Es otoño. La lluvia, los trozos de hojas se expanden a
través de nuestras pisadas. Amanece, singladuras más allá del viento norte que
agarra nuestro rostro y lo encrudece. Vengo de lejos, de muy lejos. Ahora aquí
evoco la memoria de los cuerpos arrastrados por el mal oleaje, por la maldita
brújela de la existencia. Somos muchos en una barca que en cualquier momento se
destrozará, se hundirá con nuestras almas abogando a la vida. Sí, la vida…a veces
tétrica, plasmada en nuestros anhelos que ahora se diseminan en este océano de
la distancia. Alambradas se enredan en nuestras manos, tierras yertas a la
libertad enmudecen y no nos dan la bienvenida. Somos ecos de ellos, de esos
centros donde como con rejas oxidadas que nos impide ver la luz.

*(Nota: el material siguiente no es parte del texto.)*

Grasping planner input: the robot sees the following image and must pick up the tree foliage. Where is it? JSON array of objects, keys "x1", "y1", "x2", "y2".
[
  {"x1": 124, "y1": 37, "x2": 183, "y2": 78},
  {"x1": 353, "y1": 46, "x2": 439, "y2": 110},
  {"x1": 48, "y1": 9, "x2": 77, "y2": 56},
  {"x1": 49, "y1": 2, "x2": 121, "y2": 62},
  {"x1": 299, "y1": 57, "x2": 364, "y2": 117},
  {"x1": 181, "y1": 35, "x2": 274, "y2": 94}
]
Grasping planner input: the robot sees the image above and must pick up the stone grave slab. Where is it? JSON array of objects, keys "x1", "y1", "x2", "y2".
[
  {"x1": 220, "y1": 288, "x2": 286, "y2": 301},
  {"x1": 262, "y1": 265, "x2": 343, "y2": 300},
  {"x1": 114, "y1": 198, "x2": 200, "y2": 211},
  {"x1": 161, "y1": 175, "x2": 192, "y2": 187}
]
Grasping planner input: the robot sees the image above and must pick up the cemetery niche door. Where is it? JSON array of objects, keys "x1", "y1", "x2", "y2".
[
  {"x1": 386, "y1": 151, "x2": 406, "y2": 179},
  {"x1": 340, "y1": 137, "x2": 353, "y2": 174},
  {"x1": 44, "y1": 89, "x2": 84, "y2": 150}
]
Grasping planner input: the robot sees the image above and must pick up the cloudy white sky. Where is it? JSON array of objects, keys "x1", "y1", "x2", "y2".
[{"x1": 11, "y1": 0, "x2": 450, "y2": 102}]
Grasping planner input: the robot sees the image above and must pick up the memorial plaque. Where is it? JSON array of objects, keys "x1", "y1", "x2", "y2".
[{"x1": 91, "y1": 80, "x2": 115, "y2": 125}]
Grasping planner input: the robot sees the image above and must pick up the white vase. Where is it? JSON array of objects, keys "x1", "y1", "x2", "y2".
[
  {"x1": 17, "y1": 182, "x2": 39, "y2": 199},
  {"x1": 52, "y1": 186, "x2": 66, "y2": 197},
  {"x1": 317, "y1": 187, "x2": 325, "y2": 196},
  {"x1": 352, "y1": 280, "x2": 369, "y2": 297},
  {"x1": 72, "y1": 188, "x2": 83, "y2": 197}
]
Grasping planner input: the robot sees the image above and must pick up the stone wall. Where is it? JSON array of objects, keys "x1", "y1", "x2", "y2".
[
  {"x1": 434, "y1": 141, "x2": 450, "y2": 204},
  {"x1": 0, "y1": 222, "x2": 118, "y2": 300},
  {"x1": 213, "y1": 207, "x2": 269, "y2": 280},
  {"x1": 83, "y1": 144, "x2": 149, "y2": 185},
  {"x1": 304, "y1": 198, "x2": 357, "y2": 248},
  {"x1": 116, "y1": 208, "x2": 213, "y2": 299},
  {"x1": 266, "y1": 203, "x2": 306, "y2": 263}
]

Al menos lo
hemos alcanzado. Gigantes urbes edificadas en el silencio de la armonía. Será
otro punto de vista. Estoy aquí en un recinto cárcel donde la llamada a la
libertad será todavía lejana ¡Ven¡, digo. Ven hacía nosotros con alas majestuosas
para poder alzarnos. Estamos atados, atados a la ventura de un sueño que
envejece a medida que pasan las estaciones. Solo he huido. Huir de la masacre,
de los corrosivos alientos y ojos de humanos que al fin al cabo solo quieren la
muerte. Desde mi ventana enrejada veo solo un patio donde, nosotros, los huidos
al encuentro del sosiego damos vueltas y vueltas en círculo. No, ¿qué delito
hemos realizado? No lo entiendo. Solo quiero auxiliar a mi familia de los
terrores de la guerra, del hambre, de las injusticias. Nos tratan como delincuentes,
aquí, clausurados a la fragancia vital del continuar con nuestras pisadas
¡Dejadnos¡ ¡Dejadnos navegar por vuestras calles al son de una lenta respiración¡
Quiero oler la jornada sin mis ojos presa de estos barrotes. A veces pienso, huir de nuevo. Ah, no tengo
fuerzas ¡Cansada¡ Cansada de la monotonía de este supuesto grito de libertad.